The 38 cities to be lucky enough to get LTE first include: Akron, Ohio; Athens, Georgia; Atlanta, Georgia; Baltimore, Maryland; Boston, Massachusetts; Charlotte, North Carolina; Chicago, Illinois; Cincinnati, Ohio; Cleveland, Ohio; Columbus, Ohio; Dallas-Fort Worth Metroplex/Dallas, Texas; Denver, Colorado; Fort Lauderdale, Florida; Houston, Texas; Jacksonville, Florida; Las Vegas, Nevada; Los Angeles, California; Miami, Florida; Minneapolis/Saint Paul, Minnesota; Nashville, Tennessee; New Orleans, Louisiana; New York, New York; Oakland, California; Oklahoma City, Oklahoma; Orlando, Florida; Philadelphia, Pennsylvania; Phoenix, Arizona; Pittsburgh, Pennsylvania; Rochester, New York; San Antonio, Texas; San Diego, California; San Francisco, California; San Jose, California; Seattle/Tacoma, Washington; St. Louis, Missouri; Tampa, Florida; Washington, D.C.; West Lafayette, Indiana; and West Palm Beach, Florida. (What, no Sheboygen? sub.ed.)
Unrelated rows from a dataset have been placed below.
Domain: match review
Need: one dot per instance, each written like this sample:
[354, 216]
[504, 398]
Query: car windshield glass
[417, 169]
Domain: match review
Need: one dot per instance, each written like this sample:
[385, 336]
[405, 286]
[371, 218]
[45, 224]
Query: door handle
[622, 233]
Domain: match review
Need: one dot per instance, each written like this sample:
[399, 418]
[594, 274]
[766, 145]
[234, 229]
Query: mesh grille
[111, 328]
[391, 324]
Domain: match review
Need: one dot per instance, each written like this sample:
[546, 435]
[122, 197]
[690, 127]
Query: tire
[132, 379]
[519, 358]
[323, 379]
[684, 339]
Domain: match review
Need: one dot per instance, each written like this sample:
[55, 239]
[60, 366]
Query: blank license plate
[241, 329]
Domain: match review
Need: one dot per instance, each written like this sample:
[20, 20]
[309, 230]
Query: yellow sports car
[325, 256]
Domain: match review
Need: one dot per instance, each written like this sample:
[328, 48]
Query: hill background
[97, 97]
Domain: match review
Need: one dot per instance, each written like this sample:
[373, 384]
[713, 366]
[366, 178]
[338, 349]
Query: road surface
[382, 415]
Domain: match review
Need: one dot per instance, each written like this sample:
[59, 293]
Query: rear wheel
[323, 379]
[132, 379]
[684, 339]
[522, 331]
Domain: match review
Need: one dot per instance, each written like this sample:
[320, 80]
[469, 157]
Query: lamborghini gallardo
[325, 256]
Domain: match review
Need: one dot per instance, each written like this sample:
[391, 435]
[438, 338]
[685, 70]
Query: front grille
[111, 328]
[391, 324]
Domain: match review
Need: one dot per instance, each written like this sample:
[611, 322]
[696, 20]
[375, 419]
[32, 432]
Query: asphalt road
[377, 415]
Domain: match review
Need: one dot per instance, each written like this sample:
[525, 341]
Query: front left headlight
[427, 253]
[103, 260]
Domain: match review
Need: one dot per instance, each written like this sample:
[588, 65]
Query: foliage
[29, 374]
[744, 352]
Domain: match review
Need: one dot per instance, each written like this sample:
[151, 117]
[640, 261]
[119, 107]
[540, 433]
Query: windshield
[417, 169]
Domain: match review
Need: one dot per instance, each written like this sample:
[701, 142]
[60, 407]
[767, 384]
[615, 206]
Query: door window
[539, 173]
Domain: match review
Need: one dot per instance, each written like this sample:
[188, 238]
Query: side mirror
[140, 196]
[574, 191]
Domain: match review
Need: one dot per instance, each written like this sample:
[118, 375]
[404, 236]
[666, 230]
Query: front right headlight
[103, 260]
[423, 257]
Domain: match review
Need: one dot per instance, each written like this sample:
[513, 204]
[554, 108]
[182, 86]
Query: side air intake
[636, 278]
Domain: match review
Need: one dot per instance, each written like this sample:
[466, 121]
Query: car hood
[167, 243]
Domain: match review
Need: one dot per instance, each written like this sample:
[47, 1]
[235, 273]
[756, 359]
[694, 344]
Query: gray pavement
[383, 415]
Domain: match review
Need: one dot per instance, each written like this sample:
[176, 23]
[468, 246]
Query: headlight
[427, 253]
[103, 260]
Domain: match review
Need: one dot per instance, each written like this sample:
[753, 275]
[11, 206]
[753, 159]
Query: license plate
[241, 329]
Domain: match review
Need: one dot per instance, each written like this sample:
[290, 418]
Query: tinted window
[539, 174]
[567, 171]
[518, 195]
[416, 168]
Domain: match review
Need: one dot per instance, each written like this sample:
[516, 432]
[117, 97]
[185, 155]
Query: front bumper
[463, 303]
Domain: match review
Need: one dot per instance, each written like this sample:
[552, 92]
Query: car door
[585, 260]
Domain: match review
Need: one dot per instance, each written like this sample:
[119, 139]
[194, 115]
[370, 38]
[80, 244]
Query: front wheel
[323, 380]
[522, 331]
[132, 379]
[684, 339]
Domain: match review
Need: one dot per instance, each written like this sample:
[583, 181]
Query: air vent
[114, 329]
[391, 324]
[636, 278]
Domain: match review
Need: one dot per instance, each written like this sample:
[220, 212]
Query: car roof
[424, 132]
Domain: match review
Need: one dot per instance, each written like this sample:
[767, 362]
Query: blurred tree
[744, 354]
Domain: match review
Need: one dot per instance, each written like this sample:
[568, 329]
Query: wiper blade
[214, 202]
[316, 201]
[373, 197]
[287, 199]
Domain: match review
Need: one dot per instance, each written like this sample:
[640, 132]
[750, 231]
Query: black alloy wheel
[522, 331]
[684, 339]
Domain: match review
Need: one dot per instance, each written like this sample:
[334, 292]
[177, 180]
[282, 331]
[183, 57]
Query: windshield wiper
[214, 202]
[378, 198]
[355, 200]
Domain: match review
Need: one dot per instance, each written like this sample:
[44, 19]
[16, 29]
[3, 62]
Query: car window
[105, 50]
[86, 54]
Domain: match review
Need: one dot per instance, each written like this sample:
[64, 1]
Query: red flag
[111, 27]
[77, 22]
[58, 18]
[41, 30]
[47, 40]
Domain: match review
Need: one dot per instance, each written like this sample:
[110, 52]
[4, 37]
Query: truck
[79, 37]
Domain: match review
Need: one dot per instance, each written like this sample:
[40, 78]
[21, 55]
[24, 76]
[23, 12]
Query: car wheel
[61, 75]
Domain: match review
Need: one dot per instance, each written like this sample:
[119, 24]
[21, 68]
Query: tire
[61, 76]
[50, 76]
It is expected that business users will be first to flock to Verizon’s LTE deployment as it is rolled out. Verizon says that users can expect speeds of between 5 to 12 Mbps down and 2 to 5 Mpbs up, which is a significant increase over the 3G speeds of today. Verizon will be leveraging its 700Mhz spectrum for the LTE deployment and will continue to roll out LTE to other cities next year.
Verizon has not talked much about LTE 4G devices, but it is expected that the initial LTE 4G offers (at least to start with) will be limited to USB LTE 4G modems with mini-PCIe offerings from leading mobile computing manufacturers that are expected at some point. At least a couple of LTE smartphone devices are expected, but if rumors are true about Verizon getting the iPhone early next year, we suspect that it will not support LTE and only CDMA, according to our sources. The most likely early LTE smartphones are likely to be Android-based models, according to what our sources tell us.